Когда я уже работала в больнице, самое интересное, хоть и самое трудное, — это были дежурства по экстренной помощи. Сделаешь вечерний обход, тяжелых посмотришь, назначения проверишь и идешь чай пить к хирургам. Мы большой бригадой дежурили. С нами иногда Зельман дежурил, уже когда стал заврайздравом — большим начальником. Он был хороший хирург и не хотел совсем на бумажную работу переходить. А может, адреналина не хватало. Это ведь всегда стресс. Кого сегодня привезут? Что делать? Как спасать? Тоже вроде спорта: успеем — не успеем, сможем — не сможем. Помнишь у Чехова, как Дымов умирает? Он у девочки дифтеритную пленку отсасывает и заражается. Чехов сам врач, он правильно пишет: нет в этом никакого особого героизма, просто несчастный случай на производстве. Дымов увлекся, забыл подстраховаться, ну и ситуация, конечно, была очень острая, думать особо некогда — ребенок задыхается. Главное, спасти — это почти голый азарт. Вот банкиру или финансисту, им что, миллиарды нужны? Они что, их потратить могут на свои удовольствия, что ли? Это ведь невозможно. Для них деньги тоже вроде спорта.

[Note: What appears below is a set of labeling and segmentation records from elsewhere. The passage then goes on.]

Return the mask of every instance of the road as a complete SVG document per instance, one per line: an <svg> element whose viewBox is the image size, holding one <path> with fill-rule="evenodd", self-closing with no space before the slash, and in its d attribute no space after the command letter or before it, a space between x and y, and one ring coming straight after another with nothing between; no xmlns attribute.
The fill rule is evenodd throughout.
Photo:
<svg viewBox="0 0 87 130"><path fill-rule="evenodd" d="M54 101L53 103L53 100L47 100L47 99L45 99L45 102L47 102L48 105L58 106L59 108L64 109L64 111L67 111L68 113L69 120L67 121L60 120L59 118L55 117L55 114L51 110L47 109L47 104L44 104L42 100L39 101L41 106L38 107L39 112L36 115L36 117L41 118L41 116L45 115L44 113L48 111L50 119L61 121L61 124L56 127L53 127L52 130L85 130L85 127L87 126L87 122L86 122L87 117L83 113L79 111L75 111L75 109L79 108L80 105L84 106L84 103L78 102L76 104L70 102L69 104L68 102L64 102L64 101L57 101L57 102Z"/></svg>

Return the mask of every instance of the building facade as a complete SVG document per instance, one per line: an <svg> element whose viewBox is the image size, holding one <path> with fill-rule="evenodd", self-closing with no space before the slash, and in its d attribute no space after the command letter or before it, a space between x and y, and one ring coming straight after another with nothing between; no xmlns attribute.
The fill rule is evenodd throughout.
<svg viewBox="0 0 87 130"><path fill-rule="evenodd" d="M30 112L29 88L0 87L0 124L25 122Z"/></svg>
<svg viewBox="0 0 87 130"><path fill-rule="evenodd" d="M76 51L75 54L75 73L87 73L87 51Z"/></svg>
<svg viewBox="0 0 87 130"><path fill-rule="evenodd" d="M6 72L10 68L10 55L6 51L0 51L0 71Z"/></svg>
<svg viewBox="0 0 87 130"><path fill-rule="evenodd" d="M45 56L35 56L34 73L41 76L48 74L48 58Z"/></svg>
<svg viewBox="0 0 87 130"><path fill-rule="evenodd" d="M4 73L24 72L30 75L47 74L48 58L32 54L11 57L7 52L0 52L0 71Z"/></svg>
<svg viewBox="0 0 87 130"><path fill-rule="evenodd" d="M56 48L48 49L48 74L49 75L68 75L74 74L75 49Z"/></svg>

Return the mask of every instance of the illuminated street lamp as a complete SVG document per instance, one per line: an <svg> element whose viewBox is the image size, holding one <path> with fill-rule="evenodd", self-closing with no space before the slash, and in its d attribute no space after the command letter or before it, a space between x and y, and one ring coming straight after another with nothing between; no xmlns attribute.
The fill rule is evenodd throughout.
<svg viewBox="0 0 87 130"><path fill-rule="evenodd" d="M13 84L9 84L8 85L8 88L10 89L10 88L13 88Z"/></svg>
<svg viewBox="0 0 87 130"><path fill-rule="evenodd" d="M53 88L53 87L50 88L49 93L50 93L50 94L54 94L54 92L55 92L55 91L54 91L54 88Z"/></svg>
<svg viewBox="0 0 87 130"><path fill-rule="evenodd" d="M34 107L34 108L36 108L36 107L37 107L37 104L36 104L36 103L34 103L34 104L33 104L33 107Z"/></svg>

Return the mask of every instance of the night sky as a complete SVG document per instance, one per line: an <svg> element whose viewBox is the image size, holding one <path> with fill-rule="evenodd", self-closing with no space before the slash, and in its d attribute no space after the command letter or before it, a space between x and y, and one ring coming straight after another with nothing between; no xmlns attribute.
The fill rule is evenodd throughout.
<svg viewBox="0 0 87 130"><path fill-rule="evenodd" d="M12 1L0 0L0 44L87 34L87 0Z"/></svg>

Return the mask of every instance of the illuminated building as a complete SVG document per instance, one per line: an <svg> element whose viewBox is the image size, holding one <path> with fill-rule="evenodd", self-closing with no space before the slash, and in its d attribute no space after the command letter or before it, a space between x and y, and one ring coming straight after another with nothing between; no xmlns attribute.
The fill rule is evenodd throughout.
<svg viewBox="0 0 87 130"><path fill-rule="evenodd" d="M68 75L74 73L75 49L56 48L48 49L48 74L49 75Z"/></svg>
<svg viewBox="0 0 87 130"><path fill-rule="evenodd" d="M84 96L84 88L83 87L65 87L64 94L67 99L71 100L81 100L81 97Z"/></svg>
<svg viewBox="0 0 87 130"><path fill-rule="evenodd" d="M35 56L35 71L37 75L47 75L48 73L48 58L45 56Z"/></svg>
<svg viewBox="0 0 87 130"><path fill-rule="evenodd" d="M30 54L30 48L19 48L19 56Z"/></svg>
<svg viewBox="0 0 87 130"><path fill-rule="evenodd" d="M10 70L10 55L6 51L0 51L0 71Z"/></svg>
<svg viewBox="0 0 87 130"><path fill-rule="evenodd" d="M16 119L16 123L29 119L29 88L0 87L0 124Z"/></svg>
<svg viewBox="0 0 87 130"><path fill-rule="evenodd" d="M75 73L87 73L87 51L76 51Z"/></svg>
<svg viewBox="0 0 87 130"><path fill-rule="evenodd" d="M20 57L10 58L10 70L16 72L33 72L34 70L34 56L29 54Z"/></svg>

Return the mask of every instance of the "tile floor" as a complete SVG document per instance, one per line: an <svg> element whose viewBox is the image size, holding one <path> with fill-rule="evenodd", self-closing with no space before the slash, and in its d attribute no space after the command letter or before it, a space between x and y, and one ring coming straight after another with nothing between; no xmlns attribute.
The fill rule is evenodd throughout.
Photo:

Или человек разорился — у него осталось миллионов десять, вроде с голоду не умрет. А он в отчаянии стреляется.
Самый большой травматизм — среди опытных шахтеров. Молодые и старые — те реже гибнут. Молодые еще боятся — правила безопасности выполняют, стараются. Они не понимают, что важно, что не так важно. Им все важно. А вот опытные — они вроде бы уже узнали все, они сами любые правила напишут, вот и расслабляются, и рискуют не по делу, и гибнут по глупости. А старики — почти все смерть видели глаза в глаза. Кто в завал едва не попал, кто пережил взрыв метана. Почти у всех кто-то из друзей погиб. Они знают, что гору нельзя понять, она по своим законам живет, а если молчит, то, значит, затаилась.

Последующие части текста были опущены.